Zweiter Punkt: Daseinsvorsorge. Das sehen wir kritisch, genau wie Ihre Fraktion. Unser Antrag ist damals einstimmig durchs Plenum gegangen. Die Formulierung vom österreichischen Bundeskanzler Schüssel ist nichts anderes als eine Leerformel, die wenig hilfreich ist. Herr Minister Sinner, sehen Sie sich doch einmal die Praxis an: Was nützt denn die Beteuerung, die Neutralität ist gegeben? Was nützt die Neutralität auf Eigentümerschaft, auf Organisationsform und auf Finanzierung?
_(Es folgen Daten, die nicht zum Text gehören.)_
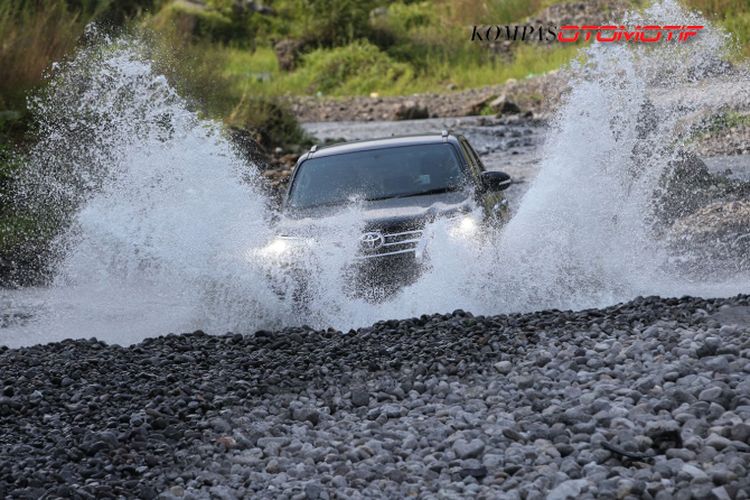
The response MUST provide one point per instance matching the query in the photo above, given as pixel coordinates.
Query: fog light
(465, 226)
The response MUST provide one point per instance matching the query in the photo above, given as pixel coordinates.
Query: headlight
(282, 246)
(464, 226)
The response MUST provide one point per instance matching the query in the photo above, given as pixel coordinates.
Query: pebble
(418, 407)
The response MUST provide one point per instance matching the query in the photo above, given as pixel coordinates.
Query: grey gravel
(649, 399)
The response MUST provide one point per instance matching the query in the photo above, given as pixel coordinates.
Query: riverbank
(645, 399)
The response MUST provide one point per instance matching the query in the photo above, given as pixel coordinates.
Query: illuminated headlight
(282, 246)
(465, 226)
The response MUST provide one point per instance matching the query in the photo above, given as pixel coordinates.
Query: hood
(413, 211)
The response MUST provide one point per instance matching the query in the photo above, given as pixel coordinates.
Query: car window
(376, 174)
(470, 157)
(474, 154)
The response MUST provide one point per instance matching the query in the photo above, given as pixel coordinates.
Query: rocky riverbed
(649, 399)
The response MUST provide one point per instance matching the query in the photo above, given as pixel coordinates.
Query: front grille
(395, 243)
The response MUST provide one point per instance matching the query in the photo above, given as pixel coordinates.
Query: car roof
(384, 142)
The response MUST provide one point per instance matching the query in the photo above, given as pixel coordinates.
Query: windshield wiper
(419, 193)
(447, 189)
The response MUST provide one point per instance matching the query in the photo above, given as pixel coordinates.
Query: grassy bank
(236, 60)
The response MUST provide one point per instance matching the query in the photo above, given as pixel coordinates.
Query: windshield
(377, 174)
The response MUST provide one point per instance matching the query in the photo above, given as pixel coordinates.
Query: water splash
(169, 220)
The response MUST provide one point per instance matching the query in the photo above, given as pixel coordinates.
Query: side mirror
(495, 181)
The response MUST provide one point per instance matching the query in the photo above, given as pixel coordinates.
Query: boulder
(502, 106)
(411, 110)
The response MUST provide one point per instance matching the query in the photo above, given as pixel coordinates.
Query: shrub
(273, 122)
(33, 35)
(329, 23)
(358, 68)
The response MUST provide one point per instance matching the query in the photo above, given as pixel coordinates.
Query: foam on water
(171, 222)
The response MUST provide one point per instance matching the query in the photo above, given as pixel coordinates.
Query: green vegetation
(238, 60)
(733, 15)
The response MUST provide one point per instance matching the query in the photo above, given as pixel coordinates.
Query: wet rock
(411, 110)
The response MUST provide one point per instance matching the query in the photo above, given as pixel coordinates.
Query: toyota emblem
(371, 241)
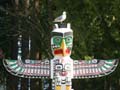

Was hilft es, zu beteuern, dass der hohe Stellenwert für den territorialen und sozialen Zusammenhang anerkannt würde, wenn gleichzeitig über Rahmengesetze der Rahmen so stark verändert wird, dass den Kommunen häufi g nur die Flucht ins Privatrecht übrig bleibt, zur Organisationsprivatisierung, und anschließend bleibt nur noch die Flucht in die materielle Privatisierung.

(Zuruf des Abgeordneten Manfred Christ (CSU))

Deshalb sehen wir diesen Punkt sehr kritisch.

(Beifall bei den GRÜNEN)

Zum nächsten Punkt. Auch hier möchte ich Sie noch einmal korrigieren. Eigentlich wissen Sie es sehr wohl besser, Sie wollten hier nur etwas polemisieren. Sie haben geantwortet auf meine Forderung, der Landtag solle eingebunden werden. Sie sind der Souverän, Sie müssen das tun. Sie haben dann auf den Dringlichkeitsantrag der CSU-Fraktion verwiesen. Vielleicht ist Ihnen entgangen, dass die ersten Dringlichkeitsanträge zu diesem Thema von uns stammen. Diese Anträge sind schon weit über ein Jahr alt. Wir haben immer wieder zu europäischen Fragen Anträge eingebracht, sowohl Dringlichkeitsanträge als auch reguläre Anträge. Wir haben schon lange vor Ihnen einen Antrag zur Dienstleistungsrichtlinie eingebracht und eine Anhörung zum Thema Dienstleistungsrichtlinie durchgeführt. Es geht aber um etwas anderes. Ich unterstreiche Ihre Kritik zur Äußerung von Herrn Steinbrück, der fordert, die Länder sollen sich massiv zurückziehen. Schauen wir doch einmal an, was die Formulierungen zum Frühwarnsystem dann überhaupt taugen sollen. Wir

vermuten, der Bund hat nicht unbedingt ein großes Interesse daran, Subsidiaritätsverstöße zu monieren und schon gar nicht, gegen Sie vorzugehen. Hier sind deshalb die Länder gefordert. Allerdings sagen wir, solche Themen sollen nicht im Bundesrat verbleiben, denn der Bundesrat ist ganz klar ein Exekutivorgan. Nehmen Sie uns bitte mit. Ich gehe davon aus, dass Sie das auch tun werden.